The fires that tore through Los Angeles County in January were at once both shocking and predictable.
The shock: The Palisades and Eaton fires combined to kill at least 29 people and destroy more than 14,000 houses, businesses and other structures. It’s a bigger collective blow, in terms of damage to communities, than any fire or cluster of fires to hit this fire-prone region in a century.
But on the foreseeable side, there’s this: On Jan. 7, the day both fires began, a combination of weather conditions – eight months of drought plus turbocharged (up to 90 mph) Santa Ana winds – left the land so ripe for burning that the National Weather Service issued red flag warnings for much of Southern California.
Still, whether shocking or predictable or both, the fires meant much more than statistics or news accounts; they’ve taken lives, destroyed homes, turned communities into ash.
With that in mind, here’s a real-time look at how some experienced the fires. Their stories start roughly 36 hours before the first puffs of smoke appear to nearly two weeks later, as they ponder rebuilding – or not – from sometimes distant spots.
5:30 p.m. Sunday, Jan. 5, Vittorio Ristorante & Pizzeria, Pacific Palisades
The last full day at Vittorio’s – ever – is a good one.
Summer is always slower, with much of the Palisades community jetting off to vacation homes or Europe or wherever. But winter is different, the town’s stores and streets thick with locals. And on this winter Sunday, Vittorio’s, off Marquez Avenue, is bustling. People are coming in, sometimes 40 at a time, for a slice or a glass of red. Like always.
For Vanessa and Sabrina Pellegrini, sisters and co-owners of Vittorio’s, this local hangout – owned by their family for decades – is the center of their lives.
And, in 2025, they have big plans for their restaurant; a refurbished payment system, a remodel.
“This,” Vanessa tells Sabrina, “is gonna be our year.”
7:50 a.m., Tuesday, Jan. 7, St. Matthew’s Parish School, Pacific Palisades
It’s the first day back from Christmas break and Grayson Heydenrich, 9, is dressed smartly in the uniform required of all students at St. Matthew’s Parish – crisp khaki pants and a blue polo. He’s even wearing his beloved Sketchers.

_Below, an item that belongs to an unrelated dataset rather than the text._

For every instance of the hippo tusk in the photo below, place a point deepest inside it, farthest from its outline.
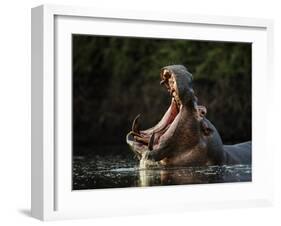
(135, 127)
(141, 139)
(151, 142)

He wasn’t thrilled earlier, when the sun rose and his mother, Adele, started nudging him out of bed. But now? As he and Adele walk up what she calls “Loop Road” to reach the drop-off point at St. Matthew’s? He’s excited.
They barely notice the wind.
As she hands off Grayson before heading to work, Adele greets Alexandra Michaelson, St. Matthew’s head of school, saying:
“Blustery day.”
8 a.m. Tuesday, Jan. 7, El Sol Avenue, Altadena
Briefly removed from a Cape Cod trip to visit her in-laws, Alisha Cathirell-Tanzer and her husband, John Tanzer, awake to find that the power is out in the Altadena home they share with her father. That doesn’t stop them from discussing plans for an upcoming birthday party for their soon-to-be 3-year-old son. Family and friends, including many Altadena neighbors, are to attend.
Alisha and 15-year-old daughter, Jade, then hop in the car to head to Hermosa Beach, where Jade has a hair appointment. As Jade struggles to close the door, Alisha takes note of the high winds.
10:30 a.m. Tuesday, Jan. 7, The Gray Dragon Toy Store, Pacific Palisades
The morning has been busy. Heydenrich’s store is reopening for the first time since Christmas, and her one employee is sitting in a third-grade classroom.
She dreamed for decades of owning her own business, and launched her own toy store, The Gray Dragon, in November 2023. It was named for Grayson, and built for him, too. She’s a single mother and wants to do her best to set him up. So she hired her boy; even issued him a W-2.
But today Heydenrich is by herself. She packs up the store’s Christmas decorations, vacuums floors, folds clothes and eventually opens her doors. Then, at 10:47 a.m., her phone pings with a text alert from St. Matthew’s:
“We are aware of the fire on the 1100 block of Piedra Morada in the Palisades.”
Twelve minutes later she gets a second ping:
“Due to the fire, all families, please come to campus to pick up your children.”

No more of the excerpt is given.